QUINT: I think the only creature that really hurts from that in the film is Frankenstein. Personally. I love the Wolf Man design and think Gillman looks awesome.

TOM WOODRUFF JR: That's cool. It's funny, my favorite one is also Gillman and again that's a Steve Wang/Matt Rose thing. Watching them sculpt it was amazing. I got to do the prosthetics for Frankenstein. It's difficult because you're wanting... You know, story-wise it's supposed to be Frankenstein, so now everyone knows what it SHOULD look like, but legally you can't make it look too much like that. That was always a bit of a struggle.

But you like the Wolf Man, huh? That's interesting, 'cause that's one of my least favorite characters, I think.

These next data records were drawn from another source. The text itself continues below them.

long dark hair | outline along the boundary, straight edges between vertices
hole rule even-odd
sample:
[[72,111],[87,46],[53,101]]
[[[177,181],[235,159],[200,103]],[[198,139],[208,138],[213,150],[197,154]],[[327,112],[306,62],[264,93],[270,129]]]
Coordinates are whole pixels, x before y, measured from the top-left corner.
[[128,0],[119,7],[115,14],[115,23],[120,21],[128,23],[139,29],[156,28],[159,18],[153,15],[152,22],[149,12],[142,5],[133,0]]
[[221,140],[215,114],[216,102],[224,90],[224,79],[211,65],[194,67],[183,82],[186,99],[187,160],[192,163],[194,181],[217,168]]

QUINT: Well, I'm only 21, so I think I was only 6 or 7 when MONSTER SQUAD came out, so it was my first time really seeing these monsters before. I don't know about Frankenstein, but I know I saw MONSTER SQUAD before I saw the Universal WOLF MAN, so...

TOM WOODRUFF JR: Well, that makes me feel old! (laughs) That's interesting... Hey, take another look at it and see if, when you look at the Wolf Man, see if you can see Stan Winston's face in that design. He snuck some kinda caricature of himself into that one character. I don't know if he ever felt the same way or not, but I question the whole thing.

QUINT: (laughing) Actually, I can see it already. I'm seeing the scene where the dude is changing in the phone booth. It IS Stan Winston!

TOM WOODRUFF JR: It's funny. I wonder... I wonder what he did... But I was totally excited on the movie because I got to play The Gillman. I remember that came about because I had wanted to... Oh! When we were in London doing ALIENS, I remember getting so exasperated to play The Warrior. We always see them as these tall, sleek sinewy kinda creatures and they sent in stunt-men. They had enough need of Alien Warriors that we had a whole handful of stuntmen. They were not real tall and they were not real thin. A lot of the guys were physically fit and they were stockier than you would want, but luckily the way it was all lit it doesn't feel that way. We used to joke about what we called the Lon Chaney Jr. phenomenon whereby the end of the Frankenstein series, when it was no longer Boris Karloff, but it was Lon Chaney Jr., it was always like, "Why does Frankenstein look thicker now than he ever did."

So, we had that going on. I thought, "Oh, man! I could play these things! I could totally get into this! And it's not like I'd be making an ass out of myself because I get to wear a mask and nobody knows who's inside..." I remember one night, after we finished with the suits, we wanted to take pictures of them, so I put on the Warrior suit that had first been finished and did a whole series of shots of it just doing all these Alien poses, just thinking it was great. It's just great fun to be in this thing, doing all these cool moves.

So, when we came back and started MONSTER SQUAD I went to Stan to ask if I could do this and luckily we had a body cast of me that we had recently finished as a personal project, I was working on a gorilla suit. So, I said, "Look, there's a body cast! Let me start sculpting right on this!" He said, "Uh... eh..." He went for it. He knew I really wanted to do it, so he said, "Alright, let's make this work." So, that was the first monster suit I got to wear in a movie was Gillman.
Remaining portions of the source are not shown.